Watermelon-stealing Rampant

Watermelon-stealing Rampant

When watermelons were ripe, unless a strict watch was kept over them, the owner might wake up in the morning, to find his or her crop of watermelons depleted. It was easier for a camel to go through a needle's eye than it was for a Maori boy not to steal watermelons. If a patch of watermelons happened to be near a road, melon thieves, armed with wooden lances, mounted their ponies at night and, after stabbing large melons with the lances, galloped away as fast as their horses could go, carrying the watermelons on their lances. To find your patch of watermelons, which you had tended for several months, robbed overnight was indeed exasperating, and yet Maoris as a rule regarded melon-stealing lightly and a melon-thief was never prosecuted. Only recently did I read in the press of a prosecution in the Police Court for melon-stealing and several elderly natives were surprised to hear of it.

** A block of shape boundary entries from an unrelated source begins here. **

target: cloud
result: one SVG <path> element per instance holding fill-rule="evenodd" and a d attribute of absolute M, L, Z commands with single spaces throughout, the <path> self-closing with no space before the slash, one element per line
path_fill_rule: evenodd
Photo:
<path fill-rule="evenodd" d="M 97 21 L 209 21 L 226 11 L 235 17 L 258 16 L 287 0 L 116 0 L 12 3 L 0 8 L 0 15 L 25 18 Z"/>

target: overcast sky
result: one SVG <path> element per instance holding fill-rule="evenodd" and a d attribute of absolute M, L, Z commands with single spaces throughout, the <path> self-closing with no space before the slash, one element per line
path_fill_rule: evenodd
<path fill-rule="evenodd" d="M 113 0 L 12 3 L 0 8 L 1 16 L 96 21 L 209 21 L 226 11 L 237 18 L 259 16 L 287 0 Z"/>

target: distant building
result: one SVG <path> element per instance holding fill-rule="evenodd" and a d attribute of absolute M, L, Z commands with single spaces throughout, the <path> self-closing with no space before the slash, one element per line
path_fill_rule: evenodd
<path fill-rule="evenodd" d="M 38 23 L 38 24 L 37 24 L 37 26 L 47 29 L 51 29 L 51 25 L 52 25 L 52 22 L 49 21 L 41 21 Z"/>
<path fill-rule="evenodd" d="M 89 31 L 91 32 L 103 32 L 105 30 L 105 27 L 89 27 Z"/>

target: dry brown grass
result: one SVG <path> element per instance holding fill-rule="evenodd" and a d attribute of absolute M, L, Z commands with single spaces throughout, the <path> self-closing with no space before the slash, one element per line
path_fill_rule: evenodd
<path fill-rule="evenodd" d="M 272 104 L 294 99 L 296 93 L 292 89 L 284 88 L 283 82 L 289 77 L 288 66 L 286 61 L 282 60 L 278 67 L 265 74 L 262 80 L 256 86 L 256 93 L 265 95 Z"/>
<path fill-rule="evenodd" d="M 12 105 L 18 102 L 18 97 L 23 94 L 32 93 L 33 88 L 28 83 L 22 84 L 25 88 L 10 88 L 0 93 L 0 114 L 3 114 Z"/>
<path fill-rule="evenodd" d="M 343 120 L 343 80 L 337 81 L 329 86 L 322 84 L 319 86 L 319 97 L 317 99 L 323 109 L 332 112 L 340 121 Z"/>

After an old woman's crop of watermelons had been raided at night, all the boys in the village were called for an examination. An old man named Ihaia was page 25the examiner. He had in front of him a box filled with fine earth. Every boy was requested to place his foot on the fine earth and the measurements of his footmark were compared with one found in the melon garden. The thief was too cunning, or perhaps he came from another village for he was never found out.